Pinching the skin at the top of my nose may not change the situation, but the pain makes the conversation easier. It’s worse with Laura at Outer Harbor.

“Wish I could help, but I’m looking for me. I talked to Janice two weeks ago hoping you guys had wiggle room. Don’t you get funds for the whaling collection?”

“Not enough.”

When I hang up, nothing’s changed but the hour. A book club meets in the armchairs by the front windows and a group of kids climb the stairs. Books need lending, shelving, mending. I still need to finish the grant application for the digital catalog funds. That will continue without me. I start working through the website Liz Reed sent, sifting through links. The New York section is filled with jobs in the city — digital archivists, information system architects, whatever that means. Even if I knew what it meant, there’s no way I could handle the commute. The Long Island jobs are slim, most calling for interns or budget wizards, of which I’m neither. At the bottom of the page is a small green box advertising a manuscript curator position with the Sanders-Beecher Archive, a specialty library in Savannah, Georgia. Clicking around takes me to the archive’s website, which reveals a beautiful old columned building. Photos of the inside show gorgeous dark wood shelves — walnut or cherry? — and rooms filled floor to ceiling with leather-bound books. A brief paragraph describes Sanders-Beecher as an archive with “a personal approach to broader history.” They lay claim to volumes from Georgia’s first printing press, diaries from early settlers, and a museum affiliation. I glance up at the whaling collection — a static snapshot of Philip Grainger’s obsession crammed into two sterile rooms. Something about Sanders-Beecher feels warm and alive. Maybe it’s the romance of distance causing rose-tinted longing. The miles between here and Savannah make the position more wish than reality, particularly when I’ve got the house to think of. And Enola coming home.

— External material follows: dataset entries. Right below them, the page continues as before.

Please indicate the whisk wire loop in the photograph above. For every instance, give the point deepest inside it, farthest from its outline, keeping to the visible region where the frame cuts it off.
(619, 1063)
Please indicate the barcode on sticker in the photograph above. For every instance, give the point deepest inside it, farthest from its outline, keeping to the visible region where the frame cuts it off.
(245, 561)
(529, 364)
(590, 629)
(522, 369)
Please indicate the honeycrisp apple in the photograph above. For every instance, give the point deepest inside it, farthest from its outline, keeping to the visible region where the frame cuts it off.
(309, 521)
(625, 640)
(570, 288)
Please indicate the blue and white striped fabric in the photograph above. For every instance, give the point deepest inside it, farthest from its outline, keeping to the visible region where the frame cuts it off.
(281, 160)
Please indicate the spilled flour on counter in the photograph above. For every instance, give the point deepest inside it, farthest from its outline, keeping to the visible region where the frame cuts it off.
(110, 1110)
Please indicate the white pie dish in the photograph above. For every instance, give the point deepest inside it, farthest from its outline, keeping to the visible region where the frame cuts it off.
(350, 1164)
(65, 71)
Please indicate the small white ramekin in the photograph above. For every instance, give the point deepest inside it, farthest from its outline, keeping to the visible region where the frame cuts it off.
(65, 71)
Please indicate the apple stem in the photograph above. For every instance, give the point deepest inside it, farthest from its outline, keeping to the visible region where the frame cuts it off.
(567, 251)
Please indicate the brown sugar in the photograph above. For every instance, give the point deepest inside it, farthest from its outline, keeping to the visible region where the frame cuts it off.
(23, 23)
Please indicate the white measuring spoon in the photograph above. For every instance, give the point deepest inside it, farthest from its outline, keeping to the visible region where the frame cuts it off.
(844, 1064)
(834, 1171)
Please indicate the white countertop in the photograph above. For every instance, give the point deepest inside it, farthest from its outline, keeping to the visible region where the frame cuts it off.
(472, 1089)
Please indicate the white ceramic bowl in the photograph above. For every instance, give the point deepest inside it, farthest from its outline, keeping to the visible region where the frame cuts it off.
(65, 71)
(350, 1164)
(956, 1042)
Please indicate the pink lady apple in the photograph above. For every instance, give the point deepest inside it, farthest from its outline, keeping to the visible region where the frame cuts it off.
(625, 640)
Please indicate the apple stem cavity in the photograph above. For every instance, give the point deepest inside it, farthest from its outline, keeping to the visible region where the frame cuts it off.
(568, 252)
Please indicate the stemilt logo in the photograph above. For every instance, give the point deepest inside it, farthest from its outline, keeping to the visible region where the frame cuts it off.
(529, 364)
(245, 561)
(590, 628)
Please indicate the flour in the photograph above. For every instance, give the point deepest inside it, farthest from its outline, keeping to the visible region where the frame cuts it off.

“Hey.” Alice drops a stack of broken-backed books on my desk. She leans on them, petting the spines. Her nails are short and carefully filed; mine are chewed to the point of no longer being fingernails. Her pity comes with a sigh, and it’s all right. I want a little pity.

“Hey,” I answer.

“I’m sorry it wasn’t me.”

“Nice of you to say, but you don’t have to lie.”

“Okay,” she says. “I’m glad it wasn’t me but I’m sorry it was you. Better?”

“Better.”

“Tonight’s my treat, okay? As much as you want to drink, whatever. You can get sloppy, crash at my place, and I won’t tell anyone.”

I don’t even know what I’d drink. “What do you drink when you’re let go?”

“Rye, I think?”

“That sounds awful.”

She smiles. “Sounds about right.” We stay like this. Printers whir, copiers whine, fingers tap at keyboards. “You bring that book everywhere. Why?”